Learning about personal finances is an excellent first step to financial literacy. This can involve studying finance in school or college, attending financial workshops or courses, or even simply talking to friends or family members who are financially literate.
it can be helpful for women to seek out professional financial advice from trusted sources. Several organizations and initiatives are working to improve financial literacy among women and educate them about informed financial decisions. These organizations are working to provide them with the skills and knowledge women need to make sound financial decisions. If you are interested in a proper financial education, connect with a local organization or individual who is professionally qualified to guide you through the process.
Financial Literacy Organization For Women And Girls (FLOW) is a US-based non-profit organization focused on teaching financial literacy, asset building, and entrepreneurship to women.
Annuity is an organization dedicated to educating people about their financial options and helping them make informed decisions.
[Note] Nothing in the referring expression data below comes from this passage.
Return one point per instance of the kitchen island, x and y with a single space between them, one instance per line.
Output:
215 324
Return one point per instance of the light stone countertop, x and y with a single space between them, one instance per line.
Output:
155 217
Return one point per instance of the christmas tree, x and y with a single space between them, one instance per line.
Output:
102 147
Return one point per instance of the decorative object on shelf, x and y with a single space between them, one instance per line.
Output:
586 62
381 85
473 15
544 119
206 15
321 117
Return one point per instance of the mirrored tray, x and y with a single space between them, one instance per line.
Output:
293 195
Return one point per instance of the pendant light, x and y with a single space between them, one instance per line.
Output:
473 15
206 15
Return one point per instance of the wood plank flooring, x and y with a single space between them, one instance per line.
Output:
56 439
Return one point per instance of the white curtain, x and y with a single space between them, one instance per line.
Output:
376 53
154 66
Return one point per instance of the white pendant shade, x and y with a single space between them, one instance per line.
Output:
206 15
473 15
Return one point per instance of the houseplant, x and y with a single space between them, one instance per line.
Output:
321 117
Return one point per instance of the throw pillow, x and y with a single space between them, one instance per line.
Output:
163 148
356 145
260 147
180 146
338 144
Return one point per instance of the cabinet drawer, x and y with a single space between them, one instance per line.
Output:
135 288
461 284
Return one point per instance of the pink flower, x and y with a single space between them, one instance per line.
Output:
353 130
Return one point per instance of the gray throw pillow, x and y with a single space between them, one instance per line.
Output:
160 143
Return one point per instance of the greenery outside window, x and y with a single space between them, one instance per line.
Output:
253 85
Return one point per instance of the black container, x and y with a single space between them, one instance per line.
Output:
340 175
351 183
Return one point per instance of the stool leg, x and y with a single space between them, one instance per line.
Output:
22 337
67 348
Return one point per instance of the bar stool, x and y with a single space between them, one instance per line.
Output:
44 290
Check out their sources on Financial Literacy.
Savvy Ladies has a blog dedicated to women’s financial education and financial decision-making.
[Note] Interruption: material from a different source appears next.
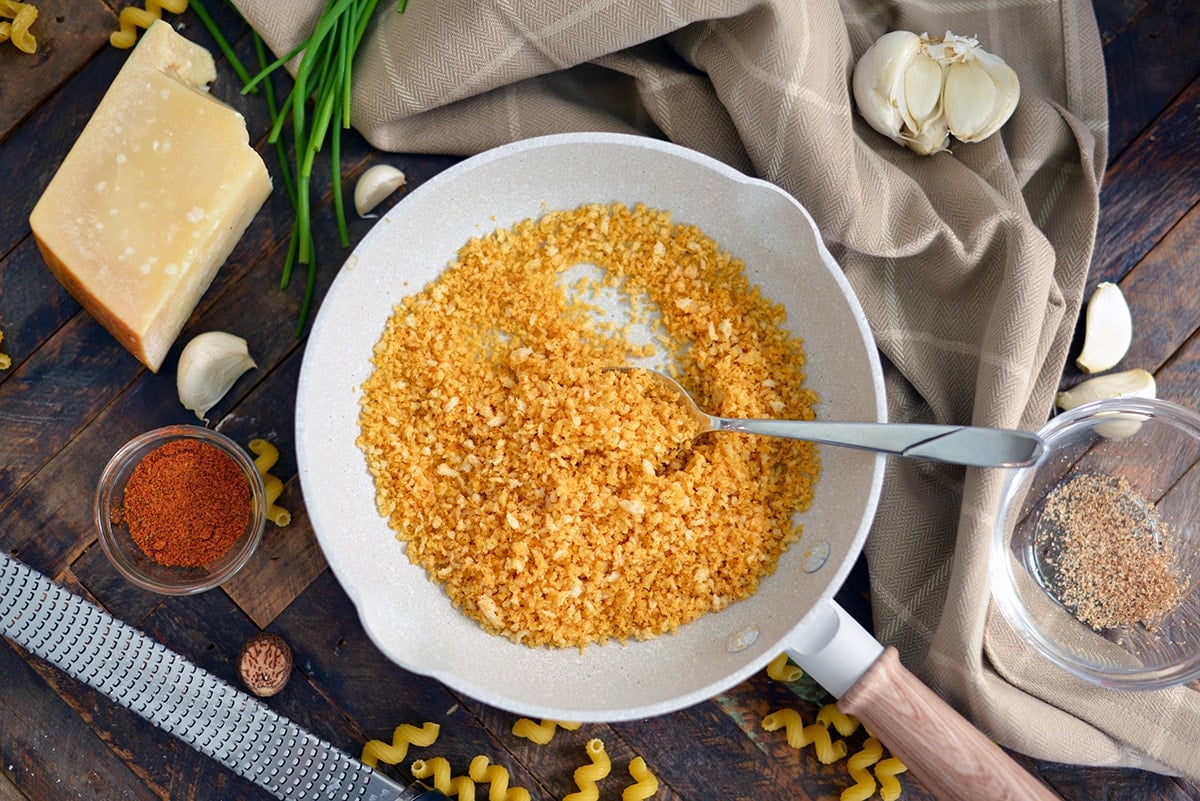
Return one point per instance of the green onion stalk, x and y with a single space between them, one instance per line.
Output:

Proper financial planning and education can have far-reaching impacts on a woman’s life and can significantly improve her social and economic status. A financially independent woman is not only an asset to her family but also to her country. Women’s financial freedom is also essential in closing the gender power gap and gender-based discrimination and oppression. Both financial literacy and gender education must be included in the school curriculum. But, most importantly, countries should focus on addressing the gender economic gap through policy and social reforms.